These days the art establishment like to claim that they are brining art to the masses but I think they may merely have succumbed to the obsession with profit which seems to have driven the start of the 21st century. I’m not sure that having Anne Robinson ask “Name a modern art museum in London” on The Weakest Link counts as art appreciation and justifies the congestion. …however, I digress……

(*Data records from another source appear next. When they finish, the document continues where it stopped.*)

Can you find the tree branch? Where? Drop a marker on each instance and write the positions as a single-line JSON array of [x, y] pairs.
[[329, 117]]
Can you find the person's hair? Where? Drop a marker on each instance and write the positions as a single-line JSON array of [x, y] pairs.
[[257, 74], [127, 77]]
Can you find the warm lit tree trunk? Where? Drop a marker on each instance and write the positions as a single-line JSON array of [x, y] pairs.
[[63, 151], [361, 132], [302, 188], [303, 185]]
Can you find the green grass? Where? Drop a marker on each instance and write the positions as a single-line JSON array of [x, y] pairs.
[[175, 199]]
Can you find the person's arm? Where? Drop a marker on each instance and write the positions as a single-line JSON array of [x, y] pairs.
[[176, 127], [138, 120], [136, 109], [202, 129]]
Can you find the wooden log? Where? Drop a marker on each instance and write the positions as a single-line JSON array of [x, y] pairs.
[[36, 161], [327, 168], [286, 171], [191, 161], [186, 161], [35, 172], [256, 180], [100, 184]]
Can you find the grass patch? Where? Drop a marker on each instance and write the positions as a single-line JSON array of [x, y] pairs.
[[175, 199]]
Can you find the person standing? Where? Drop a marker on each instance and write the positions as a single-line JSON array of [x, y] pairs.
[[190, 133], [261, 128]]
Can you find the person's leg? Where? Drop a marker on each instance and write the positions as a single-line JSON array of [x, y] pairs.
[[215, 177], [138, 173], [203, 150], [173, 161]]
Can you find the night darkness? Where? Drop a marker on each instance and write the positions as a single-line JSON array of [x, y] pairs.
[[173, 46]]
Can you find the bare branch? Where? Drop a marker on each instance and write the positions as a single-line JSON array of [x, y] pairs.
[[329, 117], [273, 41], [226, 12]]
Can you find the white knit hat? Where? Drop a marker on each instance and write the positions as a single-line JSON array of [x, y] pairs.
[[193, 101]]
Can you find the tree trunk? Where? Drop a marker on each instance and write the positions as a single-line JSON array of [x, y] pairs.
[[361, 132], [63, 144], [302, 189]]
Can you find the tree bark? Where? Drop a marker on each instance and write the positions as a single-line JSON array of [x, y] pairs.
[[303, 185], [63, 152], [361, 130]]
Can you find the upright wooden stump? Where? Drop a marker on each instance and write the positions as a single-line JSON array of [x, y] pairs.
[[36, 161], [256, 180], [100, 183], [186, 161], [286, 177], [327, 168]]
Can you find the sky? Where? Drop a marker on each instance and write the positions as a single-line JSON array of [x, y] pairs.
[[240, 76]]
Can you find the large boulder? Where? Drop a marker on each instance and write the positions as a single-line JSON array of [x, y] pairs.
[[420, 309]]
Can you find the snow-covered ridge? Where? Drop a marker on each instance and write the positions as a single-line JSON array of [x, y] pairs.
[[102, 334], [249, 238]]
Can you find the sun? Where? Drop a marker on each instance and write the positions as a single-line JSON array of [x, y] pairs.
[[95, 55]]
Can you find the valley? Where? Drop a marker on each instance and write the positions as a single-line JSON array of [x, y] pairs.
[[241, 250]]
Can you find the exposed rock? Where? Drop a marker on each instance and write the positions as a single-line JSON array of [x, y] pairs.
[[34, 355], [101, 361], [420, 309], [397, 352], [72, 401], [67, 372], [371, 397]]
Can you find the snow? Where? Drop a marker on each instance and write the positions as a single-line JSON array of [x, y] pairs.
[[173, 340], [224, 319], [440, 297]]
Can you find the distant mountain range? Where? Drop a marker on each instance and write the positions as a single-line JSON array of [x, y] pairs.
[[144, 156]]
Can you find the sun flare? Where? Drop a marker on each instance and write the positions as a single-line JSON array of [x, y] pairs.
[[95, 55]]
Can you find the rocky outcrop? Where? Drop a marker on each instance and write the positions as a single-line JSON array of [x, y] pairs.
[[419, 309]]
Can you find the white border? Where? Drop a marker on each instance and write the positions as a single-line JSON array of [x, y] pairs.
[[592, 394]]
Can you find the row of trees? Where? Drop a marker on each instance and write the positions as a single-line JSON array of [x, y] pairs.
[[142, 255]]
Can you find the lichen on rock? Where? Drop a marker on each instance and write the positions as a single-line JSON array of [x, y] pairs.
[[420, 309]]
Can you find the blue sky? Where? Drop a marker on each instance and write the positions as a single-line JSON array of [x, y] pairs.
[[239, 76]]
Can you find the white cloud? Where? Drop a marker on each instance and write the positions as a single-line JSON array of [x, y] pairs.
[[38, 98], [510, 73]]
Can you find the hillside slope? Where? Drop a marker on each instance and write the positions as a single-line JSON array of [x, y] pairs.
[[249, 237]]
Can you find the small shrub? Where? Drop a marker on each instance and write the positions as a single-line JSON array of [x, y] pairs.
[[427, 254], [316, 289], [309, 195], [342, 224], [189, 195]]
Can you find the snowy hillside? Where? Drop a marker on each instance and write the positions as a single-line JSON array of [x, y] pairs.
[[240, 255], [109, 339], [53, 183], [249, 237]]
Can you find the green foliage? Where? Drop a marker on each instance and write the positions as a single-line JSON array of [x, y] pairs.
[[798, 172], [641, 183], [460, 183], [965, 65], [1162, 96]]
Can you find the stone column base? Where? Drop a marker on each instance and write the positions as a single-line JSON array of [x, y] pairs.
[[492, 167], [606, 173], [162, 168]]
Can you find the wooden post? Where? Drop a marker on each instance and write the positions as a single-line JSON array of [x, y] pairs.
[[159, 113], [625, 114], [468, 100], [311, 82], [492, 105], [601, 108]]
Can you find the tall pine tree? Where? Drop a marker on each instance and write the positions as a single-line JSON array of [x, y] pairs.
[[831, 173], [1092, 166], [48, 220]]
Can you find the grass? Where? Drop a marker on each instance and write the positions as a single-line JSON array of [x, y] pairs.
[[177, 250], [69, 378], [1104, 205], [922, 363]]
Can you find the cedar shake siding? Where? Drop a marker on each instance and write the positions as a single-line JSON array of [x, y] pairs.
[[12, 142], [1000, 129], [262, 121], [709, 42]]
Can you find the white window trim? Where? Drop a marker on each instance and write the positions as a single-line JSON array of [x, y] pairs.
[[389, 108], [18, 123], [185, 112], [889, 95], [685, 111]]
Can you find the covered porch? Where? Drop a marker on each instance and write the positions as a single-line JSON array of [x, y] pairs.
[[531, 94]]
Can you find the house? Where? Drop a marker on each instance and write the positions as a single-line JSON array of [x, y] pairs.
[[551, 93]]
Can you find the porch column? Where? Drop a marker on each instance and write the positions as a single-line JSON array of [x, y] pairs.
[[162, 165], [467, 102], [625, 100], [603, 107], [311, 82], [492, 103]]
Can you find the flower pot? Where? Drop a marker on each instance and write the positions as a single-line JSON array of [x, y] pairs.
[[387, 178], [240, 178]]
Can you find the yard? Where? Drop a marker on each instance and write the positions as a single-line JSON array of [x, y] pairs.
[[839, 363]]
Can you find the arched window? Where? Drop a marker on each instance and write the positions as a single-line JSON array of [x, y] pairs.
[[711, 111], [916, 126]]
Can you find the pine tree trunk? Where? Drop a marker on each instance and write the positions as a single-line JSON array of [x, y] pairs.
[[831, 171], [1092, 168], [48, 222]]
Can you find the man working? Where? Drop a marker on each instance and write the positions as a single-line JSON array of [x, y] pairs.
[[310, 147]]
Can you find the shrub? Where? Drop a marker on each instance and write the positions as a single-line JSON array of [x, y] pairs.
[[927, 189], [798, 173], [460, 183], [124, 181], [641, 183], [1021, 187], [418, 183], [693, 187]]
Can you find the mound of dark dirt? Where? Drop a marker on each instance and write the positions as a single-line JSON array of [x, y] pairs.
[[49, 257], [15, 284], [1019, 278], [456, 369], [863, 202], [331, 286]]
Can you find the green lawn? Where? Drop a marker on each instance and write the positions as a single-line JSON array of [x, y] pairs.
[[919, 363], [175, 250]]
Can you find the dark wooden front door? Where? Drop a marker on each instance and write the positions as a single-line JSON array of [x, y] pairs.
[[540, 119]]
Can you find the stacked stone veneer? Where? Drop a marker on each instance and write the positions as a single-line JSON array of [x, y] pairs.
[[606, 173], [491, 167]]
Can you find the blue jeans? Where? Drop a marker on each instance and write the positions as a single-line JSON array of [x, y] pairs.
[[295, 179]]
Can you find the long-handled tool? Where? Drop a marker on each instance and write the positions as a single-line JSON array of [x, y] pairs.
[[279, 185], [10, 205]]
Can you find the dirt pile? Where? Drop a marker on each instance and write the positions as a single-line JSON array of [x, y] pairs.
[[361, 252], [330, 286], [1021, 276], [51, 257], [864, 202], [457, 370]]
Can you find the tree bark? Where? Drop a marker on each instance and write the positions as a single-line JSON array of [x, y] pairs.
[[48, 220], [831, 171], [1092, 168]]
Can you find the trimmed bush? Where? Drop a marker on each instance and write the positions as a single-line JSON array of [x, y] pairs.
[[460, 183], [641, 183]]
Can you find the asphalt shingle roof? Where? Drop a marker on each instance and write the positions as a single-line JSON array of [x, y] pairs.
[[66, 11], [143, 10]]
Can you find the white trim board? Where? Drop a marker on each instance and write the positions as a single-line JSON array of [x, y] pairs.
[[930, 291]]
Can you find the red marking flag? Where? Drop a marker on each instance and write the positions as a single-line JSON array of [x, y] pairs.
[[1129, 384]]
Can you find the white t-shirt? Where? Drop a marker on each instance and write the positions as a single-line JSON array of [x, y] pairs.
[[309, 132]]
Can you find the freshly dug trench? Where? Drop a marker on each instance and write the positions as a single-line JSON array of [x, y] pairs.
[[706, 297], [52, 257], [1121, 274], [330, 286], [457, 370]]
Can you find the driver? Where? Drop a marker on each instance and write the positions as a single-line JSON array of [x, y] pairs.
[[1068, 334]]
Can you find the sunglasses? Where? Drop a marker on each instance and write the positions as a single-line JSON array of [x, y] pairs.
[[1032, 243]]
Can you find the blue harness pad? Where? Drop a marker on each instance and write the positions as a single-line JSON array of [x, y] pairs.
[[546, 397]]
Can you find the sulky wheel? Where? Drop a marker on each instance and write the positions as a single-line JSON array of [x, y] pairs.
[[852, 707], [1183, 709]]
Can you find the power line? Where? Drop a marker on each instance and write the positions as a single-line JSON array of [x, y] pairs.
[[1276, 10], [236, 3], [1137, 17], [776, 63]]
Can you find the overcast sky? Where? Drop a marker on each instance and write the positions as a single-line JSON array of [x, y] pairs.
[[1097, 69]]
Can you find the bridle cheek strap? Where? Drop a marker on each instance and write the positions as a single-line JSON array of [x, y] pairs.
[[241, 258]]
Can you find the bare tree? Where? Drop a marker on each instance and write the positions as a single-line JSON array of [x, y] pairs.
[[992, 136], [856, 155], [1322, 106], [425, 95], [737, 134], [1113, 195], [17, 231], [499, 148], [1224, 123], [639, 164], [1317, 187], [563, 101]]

Yayoi Kusama is a Japanese artist who lives in a mental institution so it says here. The first exhibits I found fairly mundane and was soon presented with what appeared to be painting from the Bollocks school of art. i.e. Since anything can be art, therefore any old bollocks I create must also be art. Monochrome canvasses with squiggles and texturing. I began to feel a little cynical. Chairs and shoes filled with what appeared to be large white turds. Thank you Ms. Kusama, we’ll be in touch.
Boat
However, things livened up a bit and the dark room with the white boat full of turds was quite striking. Later the punters were paying great attention to a video with a large sign stating that there were scenes of an “explicit nature”. So many people were paying so much attention that I never did get into that room.
I entered another dark room decorated somewhat like an ordinary living dining room with chairs and a table laid for dinner. The only light in the room came from Ultra Violet strip lights around the ceiling. What made the room impressive was thousands of dots of primary colour dabbed all the over the floors, walls, ceilings and objects. Sounds daft but I felt like I had entered an Alice in Wonderland novel. Following swift on the heals of this was another room full of coloured lights and mirrors which was also very impressive and by the time I was presented with her latest large vitally colourful paintings I had become a Kusama fan.
Obliteration Room
The Kusama exhibition runs to the 5th June 2012 and tickets are £10 with a request for a £1 donation to charity. Worth a visit.